I have recently started to teach myself about customized reports. I think I have the basics on how to set up the report. Specifically I am trying to organize early American tax lists’, using information that I can put into a report and a customized fact, “Tax List”. What I have been doing is adding the people around the individual and other information into the note portion of the fact. When an individual is on multiple tax lists, I am using the date field and the place field, with the information about other people in the note.
There are two problems:
- The notes do line up with the date/place of the tax list. The notes all run together, even tho they are added on the appropriate fact.
- The first individuals’ dates-are appropriately sorted by date. But the subsequent individuals on the list do not sort by date? and the dates are in various orders–not sorted the same way as the first individual on the list?
I think, in the case of #2, I might not have the sorting correctly picked? -but haven’t been able to figure that one out.
Is it possible that this feature still has some bugs? or what am I missing?
Thanks
I cannot reproduce the symptoms you describe, neither in RM7 nor in RM8. I don’t have much in the way of military facts in my database that I can use as an example. But I do have an Obituary fact which has extensive notes.
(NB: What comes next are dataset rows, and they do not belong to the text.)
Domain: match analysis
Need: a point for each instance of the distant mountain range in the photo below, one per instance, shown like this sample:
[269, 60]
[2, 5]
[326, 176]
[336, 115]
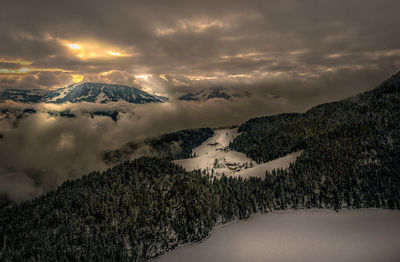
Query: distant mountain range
[214, 92]
[85, 92]
[104, 93]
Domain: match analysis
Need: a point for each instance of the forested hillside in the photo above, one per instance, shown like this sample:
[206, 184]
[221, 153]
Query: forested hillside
[351, 150]
[171, 146]
[140, 209]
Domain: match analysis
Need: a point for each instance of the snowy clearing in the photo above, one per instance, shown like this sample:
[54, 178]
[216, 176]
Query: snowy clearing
[214, 155]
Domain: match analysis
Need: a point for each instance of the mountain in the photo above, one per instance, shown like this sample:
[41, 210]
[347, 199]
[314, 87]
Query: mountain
[100, 93]
[85, 92]
[214, 92]
[140, 209]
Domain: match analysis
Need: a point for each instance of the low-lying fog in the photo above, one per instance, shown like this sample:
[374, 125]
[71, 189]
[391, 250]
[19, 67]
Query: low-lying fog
[39, 151]
[303, 235]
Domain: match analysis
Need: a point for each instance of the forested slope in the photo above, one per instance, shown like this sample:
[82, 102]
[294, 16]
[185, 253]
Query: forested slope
[141, 209]
[351, 150]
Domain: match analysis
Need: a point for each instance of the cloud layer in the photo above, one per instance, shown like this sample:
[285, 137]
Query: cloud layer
[191, 43]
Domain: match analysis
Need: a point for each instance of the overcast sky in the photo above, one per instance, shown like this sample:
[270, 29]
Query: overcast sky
[331, 48]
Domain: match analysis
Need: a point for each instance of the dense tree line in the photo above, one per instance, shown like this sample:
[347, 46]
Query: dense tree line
[140, 209]
[177, 145]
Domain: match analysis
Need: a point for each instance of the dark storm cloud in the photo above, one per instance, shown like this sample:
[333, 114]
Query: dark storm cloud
[288, 54]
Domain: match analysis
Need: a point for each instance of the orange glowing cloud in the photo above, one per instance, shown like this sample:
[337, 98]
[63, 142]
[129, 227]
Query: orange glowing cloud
[91, 49]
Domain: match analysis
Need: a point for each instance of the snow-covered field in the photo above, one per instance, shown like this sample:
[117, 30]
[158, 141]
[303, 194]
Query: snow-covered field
[302, 235]
[215, 155]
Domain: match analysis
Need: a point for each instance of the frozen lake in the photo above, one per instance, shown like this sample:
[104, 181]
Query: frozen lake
[300, 235]
[215, 155]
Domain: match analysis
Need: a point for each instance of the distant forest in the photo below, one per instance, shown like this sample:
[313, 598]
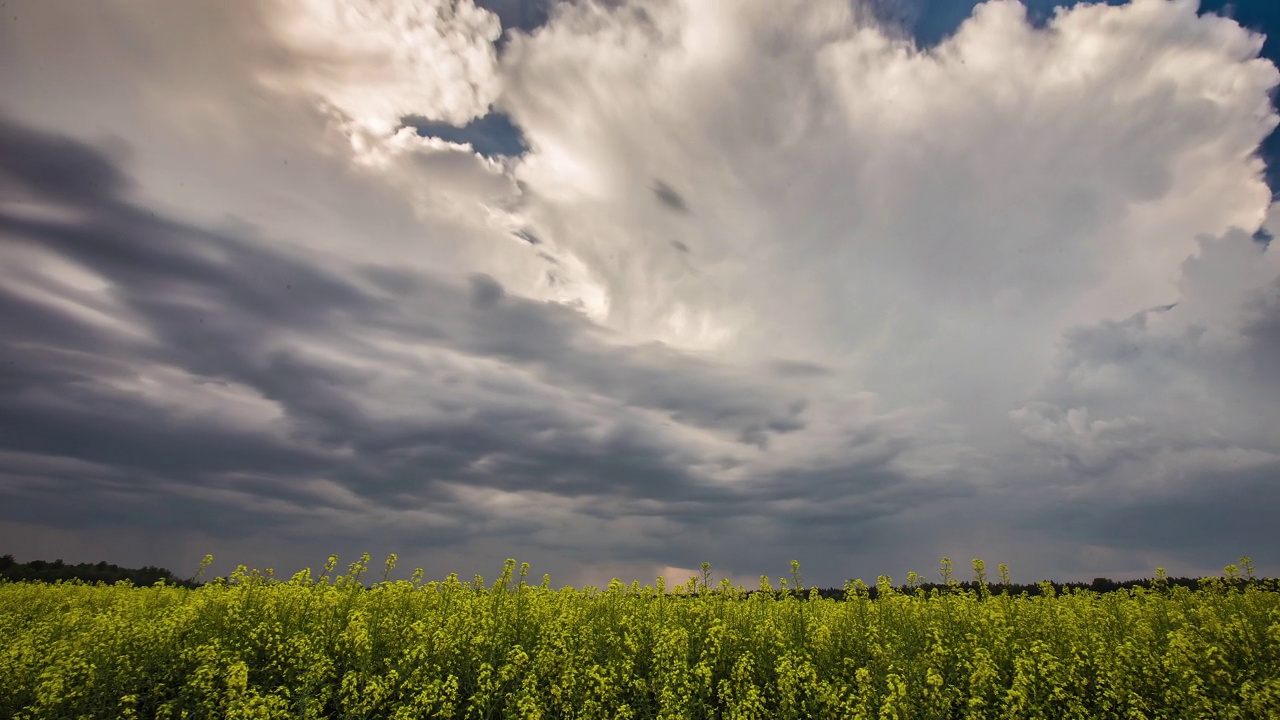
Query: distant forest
[40, 570]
I’m posting the first page of an Obituary report I just made using RM8’s Custom Report feature. Is this what you are talking about? The report has two rows and three columns. In row 1, column1 is the name of the person, column2 is the date from the Obituary fact, and column 3 is the description from the Obituary fact. In row2, column 1 is blank, column 2 is blank, and column three is the note from the obituary fact.
Here is mine. If you look at Martin Gibson, he is the one-so far, that I have multiple tax lists for… the sort on the left is not in numerical order? -they are the correct dates for the third column-which is the county they are found. The notes on the 4th column are all the notes of the 3 records, but there is no delineation or matching the same row as the dates of the first column. The bolding-was done by me, to help me distinguish which tax year the note was from… so my two problems, people with multiple tax years-don’t sort numerically and the notes attach to each year-run together… I am trying to put together data to trace a group of individuals and their movements with the tax list.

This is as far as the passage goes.